School pupils contribute to crop science with BBSRC-funded GROW initiative
6 December 2012
Pupils at schools across the country will have the chance to get involved in authentic scientific research by taking part in a BBSRC-funded project to develop drought resistant wheat.
Students practise the delicate task of crossing varieties of wheat. Credit: Andy Morris, Simon Langton School for Boys
The GROW (Genetic Research On Wheat) project allows schoolchildren of all ages to contribute to genetic research into one of the world's most important food crops, which aims to help breed new drought-tolerant wheat varieties.
Initially pupils at Simon Langton School for Boys in Kent will use a variety of molecular biology techniques to investigate cross-bred wheat grown at the school.
They will be involved in every step of the discovery process from physically crossing wheat varieties in the greenhouse to gene mapping workshops in the laboratory.
Students around the country in primary and secondary schools will then work to analyse the growth, yield and appearance of the wheat, data which will become part of a peer-reviewed paper published in scientific journal.
Dr Andy Morris, a teacher at Simon Langton School for Boys, said: "Pupils sometimes have a rather distorted view of biology and overlook the importance of plants and plant science to mankind.
"However, when they are made aware of the need to increase food production by 60 per cent in order to meet the projected in growth in world population over the next fifty years, they quickly realise that there is a very real problem to be solved and are keen to get involved in researching possible solutions."

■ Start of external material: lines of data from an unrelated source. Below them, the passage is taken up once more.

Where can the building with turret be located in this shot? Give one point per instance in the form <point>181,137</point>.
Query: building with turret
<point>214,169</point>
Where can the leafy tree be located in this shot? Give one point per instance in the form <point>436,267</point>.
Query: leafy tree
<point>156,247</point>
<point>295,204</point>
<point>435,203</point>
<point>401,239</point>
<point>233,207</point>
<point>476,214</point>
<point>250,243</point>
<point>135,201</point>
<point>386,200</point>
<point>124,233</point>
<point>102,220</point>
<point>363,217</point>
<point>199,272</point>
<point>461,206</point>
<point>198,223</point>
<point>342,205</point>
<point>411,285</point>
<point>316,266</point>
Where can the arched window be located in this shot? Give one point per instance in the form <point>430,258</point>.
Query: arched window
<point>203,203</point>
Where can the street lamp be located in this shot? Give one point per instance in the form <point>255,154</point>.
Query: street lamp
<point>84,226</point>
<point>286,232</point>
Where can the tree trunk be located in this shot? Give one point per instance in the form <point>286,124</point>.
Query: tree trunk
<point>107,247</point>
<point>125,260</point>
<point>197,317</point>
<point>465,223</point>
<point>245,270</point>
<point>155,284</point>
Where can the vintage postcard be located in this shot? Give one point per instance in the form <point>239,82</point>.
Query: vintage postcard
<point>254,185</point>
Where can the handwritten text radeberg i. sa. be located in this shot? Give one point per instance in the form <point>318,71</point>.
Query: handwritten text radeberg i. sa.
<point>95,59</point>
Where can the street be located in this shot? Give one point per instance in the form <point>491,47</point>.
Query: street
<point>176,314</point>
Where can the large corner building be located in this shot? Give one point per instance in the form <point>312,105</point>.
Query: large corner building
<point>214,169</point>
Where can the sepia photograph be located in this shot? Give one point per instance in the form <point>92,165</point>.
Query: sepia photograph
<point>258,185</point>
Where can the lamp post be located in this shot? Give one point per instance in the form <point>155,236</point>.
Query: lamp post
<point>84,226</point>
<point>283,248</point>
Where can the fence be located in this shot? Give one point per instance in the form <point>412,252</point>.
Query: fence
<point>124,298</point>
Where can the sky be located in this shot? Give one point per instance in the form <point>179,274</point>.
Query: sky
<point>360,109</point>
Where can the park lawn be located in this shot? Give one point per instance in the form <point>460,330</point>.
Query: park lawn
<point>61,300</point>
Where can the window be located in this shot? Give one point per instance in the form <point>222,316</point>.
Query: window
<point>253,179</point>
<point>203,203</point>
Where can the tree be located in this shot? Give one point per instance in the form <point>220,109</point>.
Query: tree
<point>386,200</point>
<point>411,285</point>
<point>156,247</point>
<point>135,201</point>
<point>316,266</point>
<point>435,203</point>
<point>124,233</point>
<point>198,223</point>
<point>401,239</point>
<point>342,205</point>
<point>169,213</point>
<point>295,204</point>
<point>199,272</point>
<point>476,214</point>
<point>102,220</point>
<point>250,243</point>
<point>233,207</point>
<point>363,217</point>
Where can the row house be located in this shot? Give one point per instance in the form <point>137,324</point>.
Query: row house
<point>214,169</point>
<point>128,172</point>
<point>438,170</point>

The BBSRC, commercial wheat breeder Limagrain Ltd and Simon Langton School for Boys are providing funding for the first year, but the project could run for several years.
As well as engaging the schoolchildren in plant science and ground-breaking research, the project aims to provide an insight into the careers available through further study of biological sciences and discuss the contribution of wheat research to solving long term food security concerns.

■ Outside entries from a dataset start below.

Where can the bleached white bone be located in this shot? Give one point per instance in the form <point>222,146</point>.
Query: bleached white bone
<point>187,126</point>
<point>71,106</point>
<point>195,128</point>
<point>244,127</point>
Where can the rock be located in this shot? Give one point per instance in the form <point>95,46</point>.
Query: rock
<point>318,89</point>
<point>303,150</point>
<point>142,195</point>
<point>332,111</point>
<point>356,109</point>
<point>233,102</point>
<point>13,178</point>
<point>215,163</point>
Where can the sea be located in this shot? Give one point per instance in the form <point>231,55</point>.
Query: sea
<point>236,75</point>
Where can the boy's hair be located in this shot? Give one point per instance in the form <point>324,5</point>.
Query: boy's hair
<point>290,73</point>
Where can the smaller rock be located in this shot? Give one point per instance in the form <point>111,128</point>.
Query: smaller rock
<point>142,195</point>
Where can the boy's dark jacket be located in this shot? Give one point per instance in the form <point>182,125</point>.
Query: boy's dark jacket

Simon Griffiths, from Norwich's John Innes Centre, said: "This is an exciting opportunity for school pupils to take part in real experiments in collaboration with scientists and be part of published research.
"We hope to inspire the students about science and in particular about crop genetics, which is an area that could help us meet the challenge of feeding nine billion people by 2050."
The GROW project is led by a partnership between the John Innes Centre and Langton Star Centre with support from Limagrain Ltd, JIC Germplasm Resources Unit and the Teacher Scientist Network.